On Fri, Sep 26, 2014 at 12:57:18PM +0200, Klavs Klavsen wrote:
> Being able to handle if some server fubars itself (in my case one server
> suddenly had a stale NFS handle) - or if I f.ex. do automatic upgrades..
> it's very nice to just know that while the webserver (sometimes a
> tomcat - which takes ~2 minutes to get ready) gets ready again, my
> loadbalancer will simply handle failed requests by serving them to the
> others - until the health checker comes by (if it's really fubar) and
> removes it.
It's just putting a brown paper bag on a very stinky piece of shit. Sure
you don't see the shit anymore, but its smell indicates that it's under
the paper (or the flies show you the way).

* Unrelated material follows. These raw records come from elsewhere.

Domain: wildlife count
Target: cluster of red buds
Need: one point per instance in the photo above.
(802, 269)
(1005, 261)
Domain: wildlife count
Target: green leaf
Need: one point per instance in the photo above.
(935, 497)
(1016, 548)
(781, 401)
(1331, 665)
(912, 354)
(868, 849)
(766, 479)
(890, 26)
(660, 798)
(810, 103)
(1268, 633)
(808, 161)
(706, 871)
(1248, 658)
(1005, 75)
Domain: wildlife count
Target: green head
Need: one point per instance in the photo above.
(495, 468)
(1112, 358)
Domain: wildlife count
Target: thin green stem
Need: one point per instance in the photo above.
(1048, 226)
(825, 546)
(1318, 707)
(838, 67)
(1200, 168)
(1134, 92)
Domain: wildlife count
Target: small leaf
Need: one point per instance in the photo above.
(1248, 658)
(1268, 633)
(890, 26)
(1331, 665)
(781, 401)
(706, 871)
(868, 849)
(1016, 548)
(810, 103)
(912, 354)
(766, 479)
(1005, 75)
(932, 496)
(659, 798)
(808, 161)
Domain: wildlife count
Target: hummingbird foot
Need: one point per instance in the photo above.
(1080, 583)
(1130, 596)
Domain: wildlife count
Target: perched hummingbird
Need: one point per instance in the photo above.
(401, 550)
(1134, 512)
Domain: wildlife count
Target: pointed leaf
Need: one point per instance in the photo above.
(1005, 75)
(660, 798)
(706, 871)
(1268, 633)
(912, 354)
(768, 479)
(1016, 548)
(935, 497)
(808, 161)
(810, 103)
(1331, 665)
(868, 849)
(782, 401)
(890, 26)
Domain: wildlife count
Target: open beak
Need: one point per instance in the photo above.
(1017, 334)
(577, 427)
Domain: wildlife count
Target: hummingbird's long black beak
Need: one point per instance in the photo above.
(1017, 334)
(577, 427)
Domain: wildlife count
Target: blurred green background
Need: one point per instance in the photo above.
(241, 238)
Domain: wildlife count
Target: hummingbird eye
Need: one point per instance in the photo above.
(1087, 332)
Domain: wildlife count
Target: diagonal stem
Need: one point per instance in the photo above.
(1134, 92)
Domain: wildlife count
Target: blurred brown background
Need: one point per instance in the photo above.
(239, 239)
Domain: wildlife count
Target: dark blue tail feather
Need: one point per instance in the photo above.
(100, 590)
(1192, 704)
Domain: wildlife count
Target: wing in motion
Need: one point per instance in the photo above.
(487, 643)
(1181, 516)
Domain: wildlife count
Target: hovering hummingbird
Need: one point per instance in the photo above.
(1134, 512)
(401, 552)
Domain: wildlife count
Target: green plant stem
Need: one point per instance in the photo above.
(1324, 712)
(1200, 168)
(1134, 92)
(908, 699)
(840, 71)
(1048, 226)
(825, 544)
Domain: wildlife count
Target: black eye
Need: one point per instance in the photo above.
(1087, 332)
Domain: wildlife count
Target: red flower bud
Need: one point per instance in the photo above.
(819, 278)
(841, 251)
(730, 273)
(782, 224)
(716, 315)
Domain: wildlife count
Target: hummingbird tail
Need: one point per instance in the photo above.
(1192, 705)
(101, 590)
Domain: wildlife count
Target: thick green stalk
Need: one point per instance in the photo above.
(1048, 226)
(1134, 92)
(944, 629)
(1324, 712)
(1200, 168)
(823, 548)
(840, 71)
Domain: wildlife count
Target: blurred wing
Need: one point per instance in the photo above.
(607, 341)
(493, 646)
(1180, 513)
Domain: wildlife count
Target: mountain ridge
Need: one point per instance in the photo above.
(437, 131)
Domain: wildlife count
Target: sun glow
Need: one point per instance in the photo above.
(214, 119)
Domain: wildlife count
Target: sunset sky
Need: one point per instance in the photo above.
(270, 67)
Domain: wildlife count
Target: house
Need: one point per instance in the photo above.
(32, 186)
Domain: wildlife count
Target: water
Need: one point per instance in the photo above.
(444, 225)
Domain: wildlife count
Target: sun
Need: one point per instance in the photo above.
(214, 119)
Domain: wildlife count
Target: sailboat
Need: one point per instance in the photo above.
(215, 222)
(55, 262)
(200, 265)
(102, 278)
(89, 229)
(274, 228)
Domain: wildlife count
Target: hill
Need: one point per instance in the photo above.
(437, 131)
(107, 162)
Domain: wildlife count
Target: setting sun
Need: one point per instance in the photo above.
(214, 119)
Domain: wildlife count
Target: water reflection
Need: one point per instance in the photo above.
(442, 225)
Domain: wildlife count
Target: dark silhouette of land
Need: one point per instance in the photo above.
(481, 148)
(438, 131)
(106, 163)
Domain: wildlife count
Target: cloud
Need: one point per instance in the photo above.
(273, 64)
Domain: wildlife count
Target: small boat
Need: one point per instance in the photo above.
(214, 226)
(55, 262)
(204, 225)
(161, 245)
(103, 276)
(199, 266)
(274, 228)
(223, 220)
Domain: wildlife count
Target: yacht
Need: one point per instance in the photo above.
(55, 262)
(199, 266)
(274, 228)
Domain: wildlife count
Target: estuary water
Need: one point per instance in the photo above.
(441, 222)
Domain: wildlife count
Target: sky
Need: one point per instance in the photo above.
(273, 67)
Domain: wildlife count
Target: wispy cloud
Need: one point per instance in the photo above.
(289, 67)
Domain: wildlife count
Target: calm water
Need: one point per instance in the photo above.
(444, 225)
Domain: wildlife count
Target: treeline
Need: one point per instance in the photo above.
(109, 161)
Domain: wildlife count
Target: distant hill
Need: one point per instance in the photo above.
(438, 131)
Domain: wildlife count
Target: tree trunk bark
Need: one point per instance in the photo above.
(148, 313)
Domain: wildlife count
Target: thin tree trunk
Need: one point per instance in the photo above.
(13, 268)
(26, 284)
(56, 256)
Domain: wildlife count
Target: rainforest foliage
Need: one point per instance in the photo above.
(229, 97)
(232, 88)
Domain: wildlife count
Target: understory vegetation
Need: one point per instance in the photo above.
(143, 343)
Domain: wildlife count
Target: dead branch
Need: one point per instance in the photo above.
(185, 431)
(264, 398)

The examples you provide just show that the minimum requirements for
high availability are simply not met :
- seems like no redundancy (NFS)
- no planning for operations (automatic upgrades must NEVER cause
any trouble because they must be correctly advertised). No amount
of sauce in front of this will ever fix whatever process you're
suddenly interrupting there.
- considering that you'd hide the problem for 2 minutes... Can you
imagine how long 2 minutes are in terms for internet traffic ? Your
servers MUST be checked, and it's not sending retries to another
server for two minutes which will correctly hide the effects of
the restarting server. Users will still feel all the trouble,
including the random outputs, the slow responses, etc...
Such retries should never be done. When a request was sent to a server,
it has some effects, even if it's idempotent. It produces logs through
a number of layers, causes errors, etc... Replaying it on another set
of servers with everything unchanged causes much more harm than it hides.
For example when you have a unique ID in your transactions set by a front
proxy, now you're having two sets of logs with the same unique ID and with
different results. Great...
> > The ability of Varnish (and Nginx for that matter) to do this is an
> > anti-feature, IMHO.
> >
> You must live in another world than I do.
Well, maybe he simply ensures his infrastructure is properly built and
troubleshootable.
> In my world it's a must-have feature.
I agree with him that it's an anti-feature as well.
> It means that if one server has 10% of it's requests that "screws up" -
> due to f.ex. a stale nfs handle.. the 90% will still be able to be
> served by it (ie. it's not pulled out entirely) - and I won't serve
> broken requests in the "health-check interval" period..
Wow! So you consider it good enough to remain in production with 10% of
errors ? I would already have screamed with 1%, but 10%! No internet
facing web site nowadays can display correctly with 10% of errors. The
problem must be fixed at its root, not hidden.
> and frankly - I'd would be very sorry to let the health-check pull out
> the ENTIRE backend server - just because 10% of the site(s) on it are
> fubar. I'd rather just have it retry another in those 10% cases, until I
> fix the issue.
Your server is simply dead and unreliable. Why not serve truncated or
even corrupted objects if you're going that route ? You're just relying
on your server's FS cache to serve objects that are still present in
memory after your unique NFS server died. The solution tends to be :
don't do this.
Regards,
Willy